Challenging the AI Cabal: More Tasteful ART, Please

January 7, 2022

If you follow the often confused fault lines of artificial intelligence (whatever that is), you know that some folks with big IQs have some Antonio Brown-type energy in their logical hearts.

Some of the AI dust ups focus on the messy intersection of management, bias, and cost reduction methods. Others are more esoteric, relying on a happy confluence of high ideals, smart people, and some hand crafted algorithms. Others are just chasing grants, writing research papers for outstanding peer reviewed publications loved by tenure review committees, and giving graduate students something to do before these folks return to their homelands.

Do I sound jaded?

Navigate to “Deep Learning Can’t Be Trusted, Brain Modeling Pioneer Says” and learn about:

Adaptive Resonance Theory (ART).

The article says:

ART can be used with confidence because it is explainable and does not experience catastrophic forgetting, Grossberg says. He adds that ART solves what he has called the stability-plasticity dilemma: How a brain or other learning system can autonomously learn quickly (plasticity) without experiencing catastrophic forgetting (stability).

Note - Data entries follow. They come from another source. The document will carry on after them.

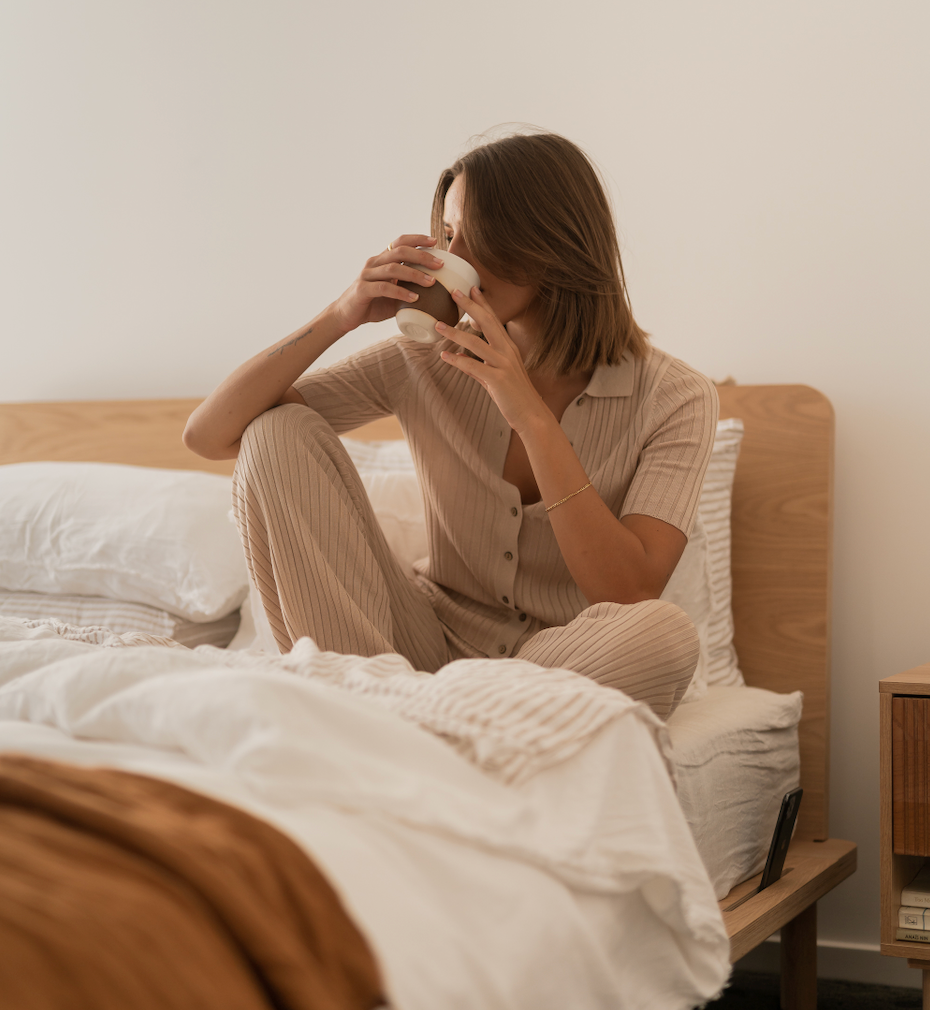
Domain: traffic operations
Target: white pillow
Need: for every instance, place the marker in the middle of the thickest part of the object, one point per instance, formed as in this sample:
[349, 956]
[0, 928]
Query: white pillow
[701, 584]
[135, 533]
[118, 617]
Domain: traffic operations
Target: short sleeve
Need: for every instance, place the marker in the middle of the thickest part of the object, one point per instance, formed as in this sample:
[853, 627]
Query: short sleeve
[674, 459]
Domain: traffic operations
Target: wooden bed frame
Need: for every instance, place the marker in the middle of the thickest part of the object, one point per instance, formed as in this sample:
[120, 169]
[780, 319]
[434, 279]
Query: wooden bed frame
[782, 529]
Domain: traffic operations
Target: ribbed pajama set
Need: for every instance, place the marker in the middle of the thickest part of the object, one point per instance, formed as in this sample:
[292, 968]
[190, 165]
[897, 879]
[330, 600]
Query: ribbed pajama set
[495, 583]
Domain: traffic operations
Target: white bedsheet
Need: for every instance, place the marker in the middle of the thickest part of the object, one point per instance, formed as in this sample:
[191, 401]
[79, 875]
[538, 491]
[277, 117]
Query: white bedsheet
[578, 886]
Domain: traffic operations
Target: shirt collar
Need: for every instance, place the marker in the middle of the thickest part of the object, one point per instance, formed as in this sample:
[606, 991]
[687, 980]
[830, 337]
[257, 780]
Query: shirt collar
[613, 380]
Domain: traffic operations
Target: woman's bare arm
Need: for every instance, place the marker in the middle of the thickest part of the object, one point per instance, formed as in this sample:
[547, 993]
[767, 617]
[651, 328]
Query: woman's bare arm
[215, 428]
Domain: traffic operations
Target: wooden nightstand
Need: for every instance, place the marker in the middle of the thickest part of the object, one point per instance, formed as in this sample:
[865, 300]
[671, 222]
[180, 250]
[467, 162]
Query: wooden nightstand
[905, 803]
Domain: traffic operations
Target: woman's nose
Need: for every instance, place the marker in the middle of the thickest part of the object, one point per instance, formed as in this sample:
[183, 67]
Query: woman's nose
[458, 247]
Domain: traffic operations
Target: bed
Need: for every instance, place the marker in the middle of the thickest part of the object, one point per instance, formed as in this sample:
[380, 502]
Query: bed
[781, 565]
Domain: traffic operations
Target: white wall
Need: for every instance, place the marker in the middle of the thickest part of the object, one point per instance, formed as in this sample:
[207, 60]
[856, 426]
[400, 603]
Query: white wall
[184, 183]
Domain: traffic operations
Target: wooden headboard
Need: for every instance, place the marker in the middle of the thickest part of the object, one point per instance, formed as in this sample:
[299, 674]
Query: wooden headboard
[782, 527]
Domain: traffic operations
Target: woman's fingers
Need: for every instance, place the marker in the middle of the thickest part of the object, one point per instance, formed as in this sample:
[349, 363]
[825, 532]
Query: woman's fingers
[406, 248]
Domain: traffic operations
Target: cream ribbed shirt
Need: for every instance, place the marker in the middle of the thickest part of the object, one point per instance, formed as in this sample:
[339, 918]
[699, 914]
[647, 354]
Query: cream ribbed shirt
[643, 430]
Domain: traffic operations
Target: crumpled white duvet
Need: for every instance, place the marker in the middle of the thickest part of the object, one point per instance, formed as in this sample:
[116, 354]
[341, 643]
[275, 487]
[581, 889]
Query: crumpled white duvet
[537, 862]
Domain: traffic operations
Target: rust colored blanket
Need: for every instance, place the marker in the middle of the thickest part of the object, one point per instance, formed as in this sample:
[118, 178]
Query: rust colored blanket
[119, 891]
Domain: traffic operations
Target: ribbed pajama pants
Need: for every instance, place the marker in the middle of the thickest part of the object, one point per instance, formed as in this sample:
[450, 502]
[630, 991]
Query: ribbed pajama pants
[323, 569]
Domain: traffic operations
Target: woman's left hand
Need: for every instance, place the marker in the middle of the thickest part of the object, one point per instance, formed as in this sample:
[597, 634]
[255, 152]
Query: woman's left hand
[499, 364]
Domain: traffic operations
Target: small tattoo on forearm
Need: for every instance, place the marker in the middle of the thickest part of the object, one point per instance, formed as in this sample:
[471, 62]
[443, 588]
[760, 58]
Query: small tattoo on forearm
[280, 350]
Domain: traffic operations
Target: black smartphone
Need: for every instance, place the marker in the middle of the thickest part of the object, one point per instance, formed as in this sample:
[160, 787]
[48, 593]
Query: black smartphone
[785, 825]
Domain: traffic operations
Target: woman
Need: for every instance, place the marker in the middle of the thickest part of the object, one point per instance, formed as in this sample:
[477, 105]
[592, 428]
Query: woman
[559, 453]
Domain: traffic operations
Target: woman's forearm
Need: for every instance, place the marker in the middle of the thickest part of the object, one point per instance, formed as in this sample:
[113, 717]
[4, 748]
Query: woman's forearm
[608, 561]
[216, 426]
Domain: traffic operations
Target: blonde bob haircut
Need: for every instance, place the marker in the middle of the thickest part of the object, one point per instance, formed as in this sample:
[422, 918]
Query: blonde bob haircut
[535, 213]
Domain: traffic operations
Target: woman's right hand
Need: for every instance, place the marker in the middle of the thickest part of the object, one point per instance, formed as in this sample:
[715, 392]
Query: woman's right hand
[375, 294]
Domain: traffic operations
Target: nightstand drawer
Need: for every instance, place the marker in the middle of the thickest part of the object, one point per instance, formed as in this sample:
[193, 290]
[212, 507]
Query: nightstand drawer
[911, 776]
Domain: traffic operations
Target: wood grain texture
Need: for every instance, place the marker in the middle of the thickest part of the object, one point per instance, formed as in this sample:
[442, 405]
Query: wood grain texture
[896, 871]
[910, 776]
[782, 560]
[782, 526]
[799, 961]
[816, 868]
[135, 432]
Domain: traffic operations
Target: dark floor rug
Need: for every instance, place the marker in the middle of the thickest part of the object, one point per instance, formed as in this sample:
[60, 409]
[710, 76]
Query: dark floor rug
[755, 991]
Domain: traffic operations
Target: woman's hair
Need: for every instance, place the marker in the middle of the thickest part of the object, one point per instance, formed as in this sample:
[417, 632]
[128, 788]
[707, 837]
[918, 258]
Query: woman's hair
[535, 213]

The method has been around since 1976, and one might assume that decades of investigation and application would allow a better approach to dominate the field of artificial intelligence (whatever that is). The fact that ART is one method suggests that the Darwinian model allows survival, which is good. But the survivor has not stamped out pesky alternatives.

The article adds some color to the ART:

ART’s networks are derived from thought experiments on how people and animals interact with their environment, he adds. “ART circuits emerge as computational solutions of multiple environmental constraints to which humans and other terrestrial animals have successfully adapted….” This fact suggests that ART designs may in some form be embodied in all future autonomous adaptive intelligent devices, whether biological or artificial. “The future of technology and AI will depend increasingly on such self-regulating systems,” Grossberg concludes. “It is already happening with efforts such as designing autonomous cars and airplanes. It’s exciting to think about how much more may be achieved when deeper insights about brain designs are incorporated into highly funded industrial research and applications.”

Will ART paint other methods into a corner? Which AI (whatever that is) can one trust? Perhaps we should ask IBM Watson?